The administration guide defines "balanced" storage nodes as storage nodes with exactly one replication group, and recommends to make the entire data store balanced.
I have workload of almost 50/50 updates/reads ratio. Each record is read exactly once before its updated again. I think my data set takes about 20G, so 60G with replication factor of 3. With 16G RAM servers, I'm thinking of getting 9 machines to store my data set, and allow some room for growth.
To have balanced configuration, I should create 3 replication groups of 3 servers each? But given my read-write ratio, this will leave most of the servers unused.
Wouldn't 9 replication groups of 3, with each server hosting 3 replication nodes, one of which can perform writes, make better sense? Do I have a way to make sure I'm running with 1 master per server?

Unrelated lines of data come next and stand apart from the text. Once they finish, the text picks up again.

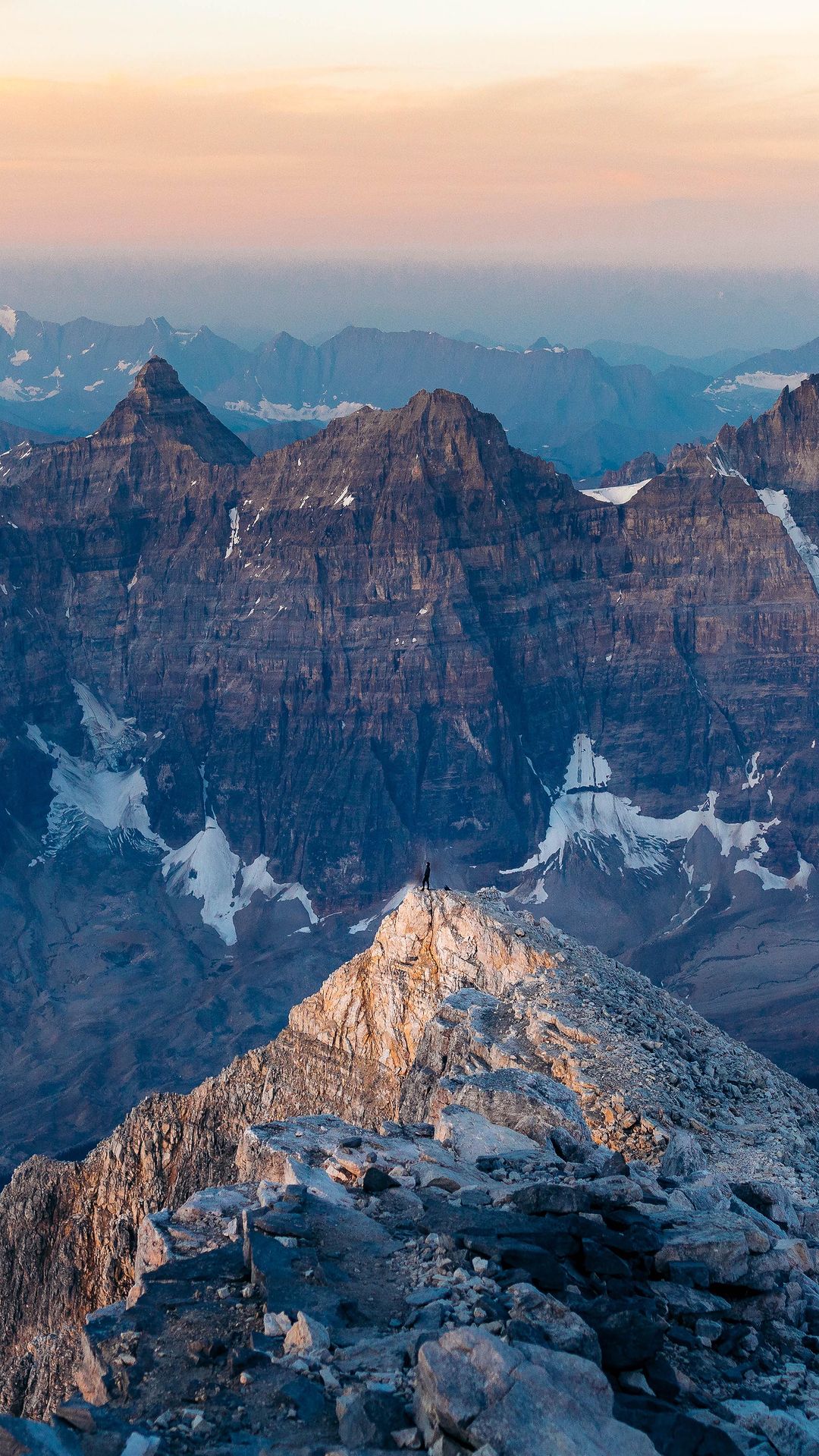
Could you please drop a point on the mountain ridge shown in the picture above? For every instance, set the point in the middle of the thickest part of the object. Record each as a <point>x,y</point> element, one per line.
<point>548,1115</point>
<point>249,702</point>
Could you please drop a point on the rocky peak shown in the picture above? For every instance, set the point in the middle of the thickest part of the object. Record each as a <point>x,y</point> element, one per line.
<point>782,446</point>
<point>462,1014</point>
<point>438,430</point>
<point>160,408</point>
<point>643,467</point>
<point>573,1215</point>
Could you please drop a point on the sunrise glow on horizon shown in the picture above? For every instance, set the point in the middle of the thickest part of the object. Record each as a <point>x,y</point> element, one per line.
<point>456,130</point>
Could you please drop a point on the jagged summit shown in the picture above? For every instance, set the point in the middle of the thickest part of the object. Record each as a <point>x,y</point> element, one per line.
<point>782,446</point>
<point>159,405</point>
<point>437,440</point>
<point>562,1181</point>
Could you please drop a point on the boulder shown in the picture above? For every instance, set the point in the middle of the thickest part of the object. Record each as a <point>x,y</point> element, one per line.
<point>519,1402</point>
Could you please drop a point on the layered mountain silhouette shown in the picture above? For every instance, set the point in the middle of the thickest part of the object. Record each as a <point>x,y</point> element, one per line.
<point>560,404</point>
<point>245,700</point>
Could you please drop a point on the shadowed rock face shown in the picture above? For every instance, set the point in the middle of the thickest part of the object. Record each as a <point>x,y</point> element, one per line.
<point>356,653</point>
<point>462,1009</point>
<point>160,408</point>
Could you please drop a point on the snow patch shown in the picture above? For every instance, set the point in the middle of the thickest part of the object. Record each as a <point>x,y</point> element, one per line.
<point>207,868</point>
<point>12,389</point>
<point>589,817</point>
<point>777,504</point>
<point>617,494</point>
<point>233,540</point>
<point>86,794</point>
<point>269,411</point>
<point>765,379</point>
<point>752,772</point>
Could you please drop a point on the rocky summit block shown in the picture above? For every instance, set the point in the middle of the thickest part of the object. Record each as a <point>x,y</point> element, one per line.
<point>402,640</point>
<point>605,1251</point>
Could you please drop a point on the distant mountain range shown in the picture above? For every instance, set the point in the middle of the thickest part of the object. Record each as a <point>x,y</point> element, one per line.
<point>587,410</point>
<point>243,700</point>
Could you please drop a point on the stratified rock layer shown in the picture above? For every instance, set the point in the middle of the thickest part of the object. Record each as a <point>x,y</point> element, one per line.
<point>462,1012</point>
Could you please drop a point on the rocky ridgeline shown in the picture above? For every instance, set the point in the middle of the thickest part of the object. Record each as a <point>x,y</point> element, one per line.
<point>587,1222</point>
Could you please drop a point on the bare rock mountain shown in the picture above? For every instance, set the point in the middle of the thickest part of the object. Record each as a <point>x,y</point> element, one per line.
<point>554,402</point>
<point>578,1194</point>
<point>243,700</point>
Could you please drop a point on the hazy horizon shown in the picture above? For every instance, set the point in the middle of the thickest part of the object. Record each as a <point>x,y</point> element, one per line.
<point>249,299</point>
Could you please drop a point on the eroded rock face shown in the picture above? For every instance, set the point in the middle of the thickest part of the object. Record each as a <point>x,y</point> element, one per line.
<point>413,1289</point>
<point>462,1008</point>
<point>391,643</point>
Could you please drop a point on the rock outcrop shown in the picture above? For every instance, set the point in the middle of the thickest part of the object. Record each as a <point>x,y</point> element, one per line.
<point>532,1096</point>
<point>248,700</point>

I assume you have gone through the sizing exercize in the Admin Guide and worked with the spreadsheet.
Whatever number of Rep Groups you end up having, NoSQL Database will evenly distribute the records across all of them. I'm not sure if your comment about many of the nodes going underutilized was in reference to that or not. Assuming a uniform workload across the keyspace, it will be a uniform workload across the Rep Groups.
All writes will go to the master Rep Node in the relevant Rep Group. Presently we do not have much support for 'maste affinity' but we may in a fututre release.
Depending on the Consistency parameter passed to the api call, a read may or may not go to a replica. It sounds like you are doing RMW, so it may be perfectly reasonable to use a Consistency policy which allows reading from a replica. The subsequent write would go to the master in any case.
One clarification: With replication factor of 3, I have one node serving writes and two serving reads on each group. With all the writes going to the master, I have 50% of the workload going to 30% of the servers, and the other 50% of the workload going to 60% of the servers. That's the lack of balance I'm worried about.
The sizing exercise addresses disk space, and was helpful in that regard. It did not address throughput (or I missed something significant). In theory, I'd love to place one master on each storage node, to maximize the number of servers that serve writes.
You can have multiple Rep Nodes per Storage Node, but you have to be careful of resource contention (I.e. you should have each Rep Node on a separate spindle and you need to be careful that the Rep Nodes are from different Rep Groups). Also, we don't give you very good control of master affinity so it would be possible for multiple masters to end up on the same Storage Node. Better support for this may be available in the fututre.